On Wed, 2004-10-20 at 21:12, Herbert Xu wrote:
> On Wed, Oct 20, 2004 at 01:04:51PM +0200, Henrik Nordstrom wrote:
> > On Wed, 20 Oct 2004, Herbert Xu wrote:
> > 
> > >I mean
> > >
> > >	rt = (struct rtable *)(*pskb)->dst;
> > >	newsrc = inet_select_addr(out, rt->rt_gateway, RT_SCOPE_UNIVERSE);
> > 
> > IIRC we are not allowed to access this here, but I may be wrong.. If we 
> 
> Why? POST_ROUTING is called in three places in ip_output.c and they all
> give a valid dst.  In fact ip_refrag in ip_conntrack_standalone.c is also
> accessing skb->dst.

Yeah, I like it.  Please send patch on top of mine to Dave, and we'll
see what blows up.

Rusty.
-- 
Anyone who quotes me in their signature is an idiot -- Rusty Russell

Re: [PATCH] Change masquerade code to use first IP address of interface.

[David S. Miller]

On Thu, 21 Oct 2004 10:50:49 +1000
Rusty Russell <rusty@rustcorp.com.au> wrote:

> On Wed, 2004-10-20 at 21:12, Herbert Xu wrote:
> > On Wed, Oct 20, 2004 at 01:04:51PM +0200, Henrik Nordstrom wrote:
> > > On Wed, 20 Oct 2004, Herbert Xu wrote:
> > > 
> > > >I mean
> > > >
> > > >	rt = (struct rtable *)(*pskb)->dst;
> > > >	newsrc = inet_select_addr(out, rt->rt_gateway, RT_SCOPE_UNIVERSE);
> > > 
> > > IIRC we are not allowed to access this here, but I may be wrong.. If we 
> > 
> > Why?

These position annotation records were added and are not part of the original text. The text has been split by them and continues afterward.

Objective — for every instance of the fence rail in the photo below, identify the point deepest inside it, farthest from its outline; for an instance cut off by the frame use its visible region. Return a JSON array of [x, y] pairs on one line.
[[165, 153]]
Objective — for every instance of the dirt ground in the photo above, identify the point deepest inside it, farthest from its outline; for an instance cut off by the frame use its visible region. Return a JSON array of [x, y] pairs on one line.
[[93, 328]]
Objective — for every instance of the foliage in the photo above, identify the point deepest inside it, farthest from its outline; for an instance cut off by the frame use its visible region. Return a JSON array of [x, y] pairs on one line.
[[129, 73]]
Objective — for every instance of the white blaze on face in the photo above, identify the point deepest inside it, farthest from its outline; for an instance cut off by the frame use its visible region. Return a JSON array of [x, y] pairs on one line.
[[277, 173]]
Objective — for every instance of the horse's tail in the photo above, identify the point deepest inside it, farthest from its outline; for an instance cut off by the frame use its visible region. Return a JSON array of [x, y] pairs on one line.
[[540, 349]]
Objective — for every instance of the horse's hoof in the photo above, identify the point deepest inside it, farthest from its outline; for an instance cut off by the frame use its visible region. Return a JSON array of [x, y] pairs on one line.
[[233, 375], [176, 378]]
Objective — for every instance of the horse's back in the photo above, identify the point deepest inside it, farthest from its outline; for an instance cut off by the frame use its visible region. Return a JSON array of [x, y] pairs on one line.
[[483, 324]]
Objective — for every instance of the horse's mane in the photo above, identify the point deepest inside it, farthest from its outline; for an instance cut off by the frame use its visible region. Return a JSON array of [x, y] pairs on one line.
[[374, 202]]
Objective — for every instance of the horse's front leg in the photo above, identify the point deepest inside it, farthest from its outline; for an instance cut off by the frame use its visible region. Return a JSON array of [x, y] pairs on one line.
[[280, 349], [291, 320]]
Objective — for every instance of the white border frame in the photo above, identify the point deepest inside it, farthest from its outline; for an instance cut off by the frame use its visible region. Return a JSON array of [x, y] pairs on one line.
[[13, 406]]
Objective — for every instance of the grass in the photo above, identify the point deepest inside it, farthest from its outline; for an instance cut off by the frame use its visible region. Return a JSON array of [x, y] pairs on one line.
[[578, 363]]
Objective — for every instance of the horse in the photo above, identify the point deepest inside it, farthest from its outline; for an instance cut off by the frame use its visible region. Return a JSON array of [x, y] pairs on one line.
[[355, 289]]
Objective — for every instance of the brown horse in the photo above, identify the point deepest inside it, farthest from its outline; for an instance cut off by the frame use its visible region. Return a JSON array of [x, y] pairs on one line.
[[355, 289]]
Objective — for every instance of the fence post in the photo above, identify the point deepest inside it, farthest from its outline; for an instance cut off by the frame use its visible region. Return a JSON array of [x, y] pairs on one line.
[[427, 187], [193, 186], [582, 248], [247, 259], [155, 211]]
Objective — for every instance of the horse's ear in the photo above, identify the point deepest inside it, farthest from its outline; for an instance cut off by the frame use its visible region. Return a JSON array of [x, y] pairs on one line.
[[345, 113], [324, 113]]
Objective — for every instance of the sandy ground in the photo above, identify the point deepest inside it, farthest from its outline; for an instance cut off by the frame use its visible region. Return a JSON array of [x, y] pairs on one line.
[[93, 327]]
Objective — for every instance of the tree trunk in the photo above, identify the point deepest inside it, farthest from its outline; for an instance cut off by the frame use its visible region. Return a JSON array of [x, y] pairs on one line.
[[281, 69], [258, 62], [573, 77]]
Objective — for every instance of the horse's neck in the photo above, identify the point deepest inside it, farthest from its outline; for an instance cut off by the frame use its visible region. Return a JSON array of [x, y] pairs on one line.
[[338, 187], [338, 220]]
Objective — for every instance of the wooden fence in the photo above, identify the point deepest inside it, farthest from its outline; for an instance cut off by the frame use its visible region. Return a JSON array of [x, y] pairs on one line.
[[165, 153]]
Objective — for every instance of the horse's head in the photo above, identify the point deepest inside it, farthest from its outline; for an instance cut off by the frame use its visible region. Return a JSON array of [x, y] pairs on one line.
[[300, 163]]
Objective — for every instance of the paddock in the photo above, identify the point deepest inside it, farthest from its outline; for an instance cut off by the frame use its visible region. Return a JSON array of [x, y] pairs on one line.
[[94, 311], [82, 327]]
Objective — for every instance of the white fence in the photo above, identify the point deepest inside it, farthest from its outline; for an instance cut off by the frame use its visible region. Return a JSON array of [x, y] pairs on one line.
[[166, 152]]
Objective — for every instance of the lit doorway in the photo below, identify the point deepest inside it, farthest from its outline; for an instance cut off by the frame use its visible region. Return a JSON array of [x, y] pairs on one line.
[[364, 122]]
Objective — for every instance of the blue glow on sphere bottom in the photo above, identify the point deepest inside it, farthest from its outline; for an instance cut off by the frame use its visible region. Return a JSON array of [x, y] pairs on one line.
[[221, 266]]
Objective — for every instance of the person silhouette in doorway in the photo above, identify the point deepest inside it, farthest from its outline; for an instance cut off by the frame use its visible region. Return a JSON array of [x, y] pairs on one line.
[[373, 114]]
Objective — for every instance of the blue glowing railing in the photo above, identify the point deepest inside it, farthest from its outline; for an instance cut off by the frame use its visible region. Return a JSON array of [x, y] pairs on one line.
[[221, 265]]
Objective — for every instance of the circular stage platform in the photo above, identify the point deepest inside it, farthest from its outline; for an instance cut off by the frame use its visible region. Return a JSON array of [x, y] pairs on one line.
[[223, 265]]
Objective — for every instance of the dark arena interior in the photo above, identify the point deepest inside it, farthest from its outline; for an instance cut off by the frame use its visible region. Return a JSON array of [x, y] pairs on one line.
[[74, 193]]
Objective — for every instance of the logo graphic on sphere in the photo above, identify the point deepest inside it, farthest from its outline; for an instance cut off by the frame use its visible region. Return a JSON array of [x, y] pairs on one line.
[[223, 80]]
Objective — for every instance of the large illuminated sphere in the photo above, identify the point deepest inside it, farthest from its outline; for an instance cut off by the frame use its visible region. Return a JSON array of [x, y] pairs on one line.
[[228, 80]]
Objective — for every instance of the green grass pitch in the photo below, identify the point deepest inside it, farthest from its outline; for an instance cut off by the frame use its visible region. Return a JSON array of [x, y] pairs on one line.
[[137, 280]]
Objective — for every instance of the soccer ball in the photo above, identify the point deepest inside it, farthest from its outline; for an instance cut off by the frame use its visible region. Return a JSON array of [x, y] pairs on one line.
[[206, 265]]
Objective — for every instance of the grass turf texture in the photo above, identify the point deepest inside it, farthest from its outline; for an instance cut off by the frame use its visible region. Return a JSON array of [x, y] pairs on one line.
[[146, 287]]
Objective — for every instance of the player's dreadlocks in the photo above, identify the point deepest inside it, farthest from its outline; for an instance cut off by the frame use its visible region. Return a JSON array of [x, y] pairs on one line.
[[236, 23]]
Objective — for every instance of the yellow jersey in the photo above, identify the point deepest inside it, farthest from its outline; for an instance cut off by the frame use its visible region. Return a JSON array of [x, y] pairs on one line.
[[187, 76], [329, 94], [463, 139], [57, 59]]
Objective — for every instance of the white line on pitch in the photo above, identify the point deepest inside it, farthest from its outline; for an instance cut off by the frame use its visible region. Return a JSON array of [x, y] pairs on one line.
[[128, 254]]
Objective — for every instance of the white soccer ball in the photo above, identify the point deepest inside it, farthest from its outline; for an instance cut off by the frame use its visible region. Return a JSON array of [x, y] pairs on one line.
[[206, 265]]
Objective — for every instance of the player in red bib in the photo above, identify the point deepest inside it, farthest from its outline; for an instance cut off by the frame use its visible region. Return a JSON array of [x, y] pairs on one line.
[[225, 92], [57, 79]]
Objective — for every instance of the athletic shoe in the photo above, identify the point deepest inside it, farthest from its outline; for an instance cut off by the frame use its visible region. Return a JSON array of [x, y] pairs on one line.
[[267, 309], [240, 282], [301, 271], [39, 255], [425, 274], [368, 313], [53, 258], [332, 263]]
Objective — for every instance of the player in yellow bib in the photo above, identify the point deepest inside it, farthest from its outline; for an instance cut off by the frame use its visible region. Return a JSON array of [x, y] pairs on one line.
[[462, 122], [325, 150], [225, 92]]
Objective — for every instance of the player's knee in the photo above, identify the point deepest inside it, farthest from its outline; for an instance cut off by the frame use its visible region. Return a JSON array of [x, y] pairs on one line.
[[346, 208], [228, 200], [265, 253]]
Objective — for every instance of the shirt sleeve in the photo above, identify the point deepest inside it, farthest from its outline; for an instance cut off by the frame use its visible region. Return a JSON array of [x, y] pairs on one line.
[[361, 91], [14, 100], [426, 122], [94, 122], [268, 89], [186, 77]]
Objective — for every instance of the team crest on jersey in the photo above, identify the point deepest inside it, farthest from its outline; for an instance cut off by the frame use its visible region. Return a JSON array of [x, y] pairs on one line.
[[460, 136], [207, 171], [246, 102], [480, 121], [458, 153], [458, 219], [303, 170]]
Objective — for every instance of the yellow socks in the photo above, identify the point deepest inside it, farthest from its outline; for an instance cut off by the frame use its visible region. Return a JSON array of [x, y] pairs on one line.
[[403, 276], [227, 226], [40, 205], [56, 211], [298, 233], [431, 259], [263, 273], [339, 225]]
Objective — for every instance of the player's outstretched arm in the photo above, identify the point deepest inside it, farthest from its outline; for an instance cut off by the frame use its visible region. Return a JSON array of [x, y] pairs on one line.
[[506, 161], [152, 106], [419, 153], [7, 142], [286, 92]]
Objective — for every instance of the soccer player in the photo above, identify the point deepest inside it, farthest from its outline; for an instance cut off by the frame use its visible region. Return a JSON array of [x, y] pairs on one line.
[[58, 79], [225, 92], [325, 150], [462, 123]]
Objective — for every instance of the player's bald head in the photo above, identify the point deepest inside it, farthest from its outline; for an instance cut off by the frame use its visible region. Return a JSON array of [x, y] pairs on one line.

POST_ROUTING is called in three places in ip_output.c and they all
> > give a valid dst.  In fact ip_refrag in ip_conntrack_standalone.c is also
> > accessing skb->dst.
> 
> Yeah, I like it.  Please send patch on top of mine to Dave, and we'll
> see what blows up.

Patrick feel free to send this along to me whenever you like.